Artichokes are a round green vegetables made up of lots of leaves tightly packed together. This rather odd-looking vegetable is really an immature flower bud of a thistle plant.
The most popular type of artichoke is called a Globe artichoke, they’re big, round, and are sometimes shaped like a tulip. They’re a rather beautiful vegetable especially once you cut into them as is called for in our Grilled Barista Artichoke recipe. These make a beautiful and delicious part of any meal!
Some people say the flavor of an artichoke falls somewhere between asparagus and celery but to me an artichoke tastes…well…like an artichoke! As you can imagine, it has a really fresh, clean taste.
While most people have had artichoke hearts if they’ve ever had artichokes at all, one cool fact is that you can eat almost the entire artichoke. The stem is edible, the heart is edible (which you will see once you cut into it) and the base of the leaves is edible as well.
Just above the heart is a weird fuzzy-looking section called the choke. This is easily scooped out with a spoon and discarded because if you have ever accidentally eaten any of the chokes, you will know how it gained its name. It will literally get stuck in your throat and choke you, so be sure not to eat it. It is not edible!
Artichokes have great health benefits. They’re high in fiber, rich in antioxidants, and offer plenty of Vitamin C. Plus, like most vegetables, they are high in nutrients and low in calories.
You can often find artichokes at the grocery year all year round but Spring and Fall are when they are in season. This is when they will have the best flavor, the highest nutrient density, and hopefully the best cost.
When buying artichokes, you want to look for artichokes that are nice and green and a little bit heavy for their size. You want them to feel plump, not hollow. This way you know they are fresh and not dried out. Look for leaves to be nice and tight on top. A really fresh artichoke will actually squeak when you squeeze it! As for the stem, the fresher the cut the better, you don’t want the stems to be dry and shriveled up. Sometimes artichokes have some brown streaks on the leaves. This is caused by frost and shouldn’t hurt the quality of the vegetable; in fact, some would say this makes the artichoke sweeter.
You can store your artichokes right in the produce bag. Make sure all the air is pushed out of the bag, wrap them up, and put them in the veggie drawer.
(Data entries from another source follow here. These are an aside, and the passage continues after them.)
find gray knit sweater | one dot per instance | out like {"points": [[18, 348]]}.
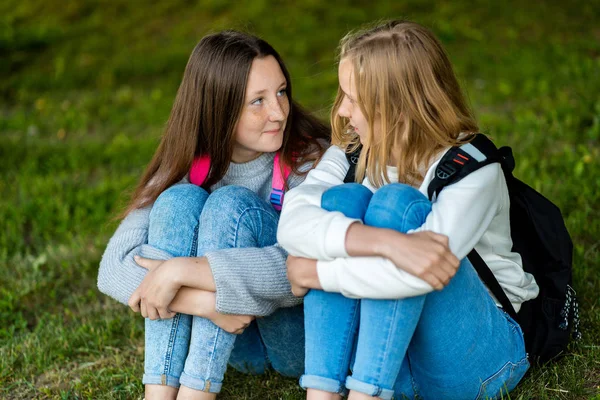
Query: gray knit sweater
{"points": [[250, 281]]}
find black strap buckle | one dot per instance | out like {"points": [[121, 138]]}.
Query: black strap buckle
{"points": [[445, 170]]}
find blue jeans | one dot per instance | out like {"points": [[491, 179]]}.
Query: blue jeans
{"points": [[192, 351], [449, 344]]}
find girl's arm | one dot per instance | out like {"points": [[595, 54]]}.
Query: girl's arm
{"points": [[119, 275], [202, 303], [307, 230], [463, 212]]}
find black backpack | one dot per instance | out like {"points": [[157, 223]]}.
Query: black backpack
{"points": [[539, 235]]}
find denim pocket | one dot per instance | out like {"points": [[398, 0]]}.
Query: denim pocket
{"points": [[503, 381]]}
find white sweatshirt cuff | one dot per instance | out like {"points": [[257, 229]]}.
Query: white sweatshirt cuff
{"points": [[326, 273], [335, 237]]}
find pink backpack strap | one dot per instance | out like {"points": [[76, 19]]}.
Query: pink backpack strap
{"points": [[200, 169], [278, 185]]}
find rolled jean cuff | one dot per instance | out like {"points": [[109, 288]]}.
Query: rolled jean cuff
{"points": [[321, 383], [368, 389], [200, 384], [165, 380]]}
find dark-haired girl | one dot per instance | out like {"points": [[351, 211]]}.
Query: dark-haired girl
{"points": [[233, 115], [234, 108]]}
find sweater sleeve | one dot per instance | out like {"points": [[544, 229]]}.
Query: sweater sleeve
{"points": [[119, 275], [251, 281], [369, 277], [307, 230], [463, 212]]}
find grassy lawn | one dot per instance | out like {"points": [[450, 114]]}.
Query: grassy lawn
{"points": [[85, 90]]}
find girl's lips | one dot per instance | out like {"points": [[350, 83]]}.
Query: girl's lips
{"points": [[273, 131]]}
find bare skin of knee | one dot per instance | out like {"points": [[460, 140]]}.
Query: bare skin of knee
{"points": [[314, 394], [160, 392], [186, 393]]}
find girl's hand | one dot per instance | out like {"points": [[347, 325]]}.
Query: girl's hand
{"points": [[157, 290], [230, 322], [422, 254], [302, 274]]}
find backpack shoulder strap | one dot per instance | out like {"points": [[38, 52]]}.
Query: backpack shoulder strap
{"points": [[487, 276], [200, 169], [460, 161], [280, 176], [352, 160]]}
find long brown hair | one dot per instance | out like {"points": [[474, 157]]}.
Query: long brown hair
{"points": [[206, 111], [405, 80]]}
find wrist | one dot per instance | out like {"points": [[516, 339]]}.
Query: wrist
{"points": [[387, 241], [309, 278]]}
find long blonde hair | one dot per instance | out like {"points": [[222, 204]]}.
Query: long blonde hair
{"points": [[404, 79]]}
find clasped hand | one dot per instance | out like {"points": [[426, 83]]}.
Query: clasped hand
{"points": [[157, 290]]}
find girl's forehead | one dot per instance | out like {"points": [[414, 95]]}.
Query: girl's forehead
{"points": [[346, 75]]}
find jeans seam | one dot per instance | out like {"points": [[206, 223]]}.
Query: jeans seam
{"points": [[385, 352], [239, 219], [171, 344], [212, 356], [194, 249], [350, 338]]}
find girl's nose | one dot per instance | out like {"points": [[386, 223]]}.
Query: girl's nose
{"points": [[277, 112]]}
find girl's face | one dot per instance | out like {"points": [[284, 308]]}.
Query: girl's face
{"points": [[349, 107], [265, 111]]}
They will last a few days this way, but I usually try to buy them close to the date that I plan to use them, so I don’t have to store them for too long.
How To Eat An Artichoke
- Artichokes may be served hot or cold.
- Pull off outer leaves, one at a time.
- Dip the base of the petal into sauce if desired and pull through teeth to remove the soft, pulpy portion of the leaf. Discard what remains.
- The heart and stem of the artichoke are entirely edible (and SO delicious!).
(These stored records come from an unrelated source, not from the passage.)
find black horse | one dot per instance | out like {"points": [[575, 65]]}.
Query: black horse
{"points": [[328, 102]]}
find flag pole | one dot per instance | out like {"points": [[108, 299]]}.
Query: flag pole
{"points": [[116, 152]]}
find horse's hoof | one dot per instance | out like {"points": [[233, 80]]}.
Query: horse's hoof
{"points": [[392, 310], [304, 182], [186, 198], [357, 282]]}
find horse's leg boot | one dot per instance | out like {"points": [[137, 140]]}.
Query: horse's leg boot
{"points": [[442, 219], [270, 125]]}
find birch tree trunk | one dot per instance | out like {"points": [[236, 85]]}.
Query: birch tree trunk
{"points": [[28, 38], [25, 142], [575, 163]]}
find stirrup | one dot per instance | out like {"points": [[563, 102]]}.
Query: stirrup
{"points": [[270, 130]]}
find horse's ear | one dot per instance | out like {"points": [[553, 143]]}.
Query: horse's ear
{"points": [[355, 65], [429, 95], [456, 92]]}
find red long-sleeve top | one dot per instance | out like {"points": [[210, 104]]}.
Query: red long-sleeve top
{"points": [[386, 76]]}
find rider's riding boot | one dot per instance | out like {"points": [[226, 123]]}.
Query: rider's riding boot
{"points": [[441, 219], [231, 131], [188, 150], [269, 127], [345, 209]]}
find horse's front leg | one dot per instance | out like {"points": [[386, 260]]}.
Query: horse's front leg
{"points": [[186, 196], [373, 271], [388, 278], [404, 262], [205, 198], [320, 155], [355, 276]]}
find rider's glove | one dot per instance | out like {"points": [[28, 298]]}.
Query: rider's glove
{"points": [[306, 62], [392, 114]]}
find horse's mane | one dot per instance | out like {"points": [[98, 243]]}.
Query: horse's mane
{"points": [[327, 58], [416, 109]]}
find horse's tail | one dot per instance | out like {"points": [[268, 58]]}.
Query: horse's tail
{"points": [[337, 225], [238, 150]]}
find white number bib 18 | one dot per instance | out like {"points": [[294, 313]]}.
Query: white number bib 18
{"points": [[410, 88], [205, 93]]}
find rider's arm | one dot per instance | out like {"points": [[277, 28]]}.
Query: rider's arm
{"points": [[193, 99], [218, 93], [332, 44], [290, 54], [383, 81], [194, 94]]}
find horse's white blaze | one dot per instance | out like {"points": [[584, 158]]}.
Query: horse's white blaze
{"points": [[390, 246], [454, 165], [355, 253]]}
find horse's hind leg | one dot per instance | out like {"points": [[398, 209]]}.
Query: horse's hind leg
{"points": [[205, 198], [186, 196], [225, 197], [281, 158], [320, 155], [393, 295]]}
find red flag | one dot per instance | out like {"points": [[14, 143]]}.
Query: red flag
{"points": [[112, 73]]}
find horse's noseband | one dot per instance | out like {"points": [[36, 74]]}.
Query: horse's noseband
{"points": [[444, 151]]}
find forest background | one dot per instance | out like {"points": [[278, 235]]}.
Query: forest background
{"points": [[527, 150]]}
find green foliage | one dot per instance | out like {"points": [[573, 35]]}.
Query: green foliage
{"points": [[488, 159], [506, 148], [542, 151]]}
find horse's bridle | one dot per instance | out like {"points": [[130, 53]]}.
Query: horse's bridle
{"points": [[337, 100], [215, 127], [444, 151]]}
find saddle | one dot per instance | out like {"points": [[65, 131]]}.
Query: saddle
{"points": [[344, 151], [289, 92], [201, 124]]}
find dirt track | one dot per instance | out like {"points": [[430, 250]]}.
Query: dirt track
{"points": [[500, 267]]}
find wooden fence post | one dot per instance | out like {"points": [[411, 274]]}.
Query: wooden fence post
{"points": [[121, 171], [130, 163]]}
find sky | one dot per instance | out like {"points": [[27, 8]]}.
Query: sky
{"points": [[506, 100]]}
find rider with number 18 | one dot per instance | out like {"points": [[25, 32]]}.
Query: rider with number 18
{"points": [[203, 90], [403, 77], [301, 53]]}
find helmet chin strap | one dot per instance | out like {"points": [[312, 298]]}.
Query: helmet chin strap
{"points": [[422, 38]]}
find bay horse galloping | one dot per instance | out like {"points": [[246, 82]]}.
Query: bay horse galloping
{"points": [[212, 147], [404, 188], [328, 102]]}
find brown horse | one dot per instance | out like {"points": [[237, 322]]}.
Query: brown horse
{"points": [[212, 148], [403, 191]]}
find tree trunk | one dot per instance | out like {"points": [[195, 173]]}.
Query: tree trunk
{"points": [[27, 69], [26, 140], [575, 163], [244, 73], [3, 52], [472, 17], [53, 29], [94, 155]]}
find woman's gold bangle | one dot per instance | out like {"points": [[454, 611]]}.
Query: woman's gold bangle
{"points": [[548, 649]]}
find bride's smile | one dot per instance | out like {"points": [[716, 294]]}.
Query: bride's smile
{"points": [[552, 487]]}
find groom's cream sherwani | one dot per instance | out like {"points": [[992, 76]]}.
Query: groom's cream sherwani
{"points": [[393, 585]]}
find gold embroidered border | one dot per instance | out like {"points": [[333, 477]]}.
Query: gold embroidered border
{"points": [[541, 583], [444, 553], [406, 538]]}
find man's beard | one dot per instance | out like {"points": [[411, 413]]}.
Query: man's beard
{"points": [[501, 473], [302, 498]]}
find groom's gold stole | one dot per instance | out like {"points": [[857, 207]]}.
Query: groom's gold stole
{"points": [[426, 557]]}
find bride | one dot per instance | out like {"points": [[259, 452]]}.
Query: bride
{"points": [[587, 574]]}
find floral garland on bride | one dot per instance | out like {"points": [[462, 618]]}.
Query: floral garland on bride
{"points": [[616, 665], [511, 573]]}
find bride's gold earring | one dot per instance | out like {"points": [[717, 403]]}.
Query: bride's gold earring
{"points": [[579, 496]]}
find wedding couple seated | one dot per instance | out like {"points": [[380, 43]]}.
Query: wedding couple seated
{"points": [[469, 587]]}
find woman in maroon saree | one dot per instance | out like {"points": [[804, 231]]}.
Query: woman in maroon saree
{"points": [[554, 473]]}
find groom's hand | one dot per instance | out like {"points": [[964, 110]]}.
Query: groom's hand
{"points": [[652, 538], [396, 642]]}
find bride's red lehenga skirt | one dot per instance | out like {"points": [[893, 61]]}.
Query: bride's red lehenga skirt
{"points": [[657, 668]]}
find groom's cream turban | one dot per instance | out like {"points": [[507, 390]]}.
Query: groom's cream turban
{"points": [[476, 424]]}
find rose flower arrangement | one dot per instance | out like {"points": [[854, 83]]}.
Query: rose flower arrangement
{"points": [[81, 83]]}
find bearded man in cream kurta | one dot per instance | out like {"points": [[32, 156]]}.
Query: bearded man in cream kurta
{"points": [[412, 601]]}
Like apples and many other fruits and vegetables, artichokes have an enzyme in them that causes them to oxidize quickly, which basically means that once you cut into them and the oxygen hits the surface, they will begin to turn brown. To avoid this, be sure to use a stainless steel knife and pot. Keep a lemon on hand! Once you cut into the artichoke rub with the lemon to help slow down the oxidation as well.
I hope you are now feeling eager to give whole artichokes a try! If, however, this seems like more than you care to dive into, remember you can also buy artichoke hearts canned, jarred, and frozen. They are all delicious and are always great in salads, egg dishes, soups, grains, and even pastas! Try our Artichoke Chicken Bacon Bites, our Balsamic Vegan Spinach & Artichoke Dip, or our Calabrian Pepper Tuscan Cream Cheese Spread which is fabulous on French bread or crackers. (I love to use leftovers on my morning bagel!)
If you’re an artichoke lover like I am, you are definitely going to want to try out these recipes. They’re so easy, yet so delicious; you’ll be hooked! Happy experimenting from all of us at Bellisari’s.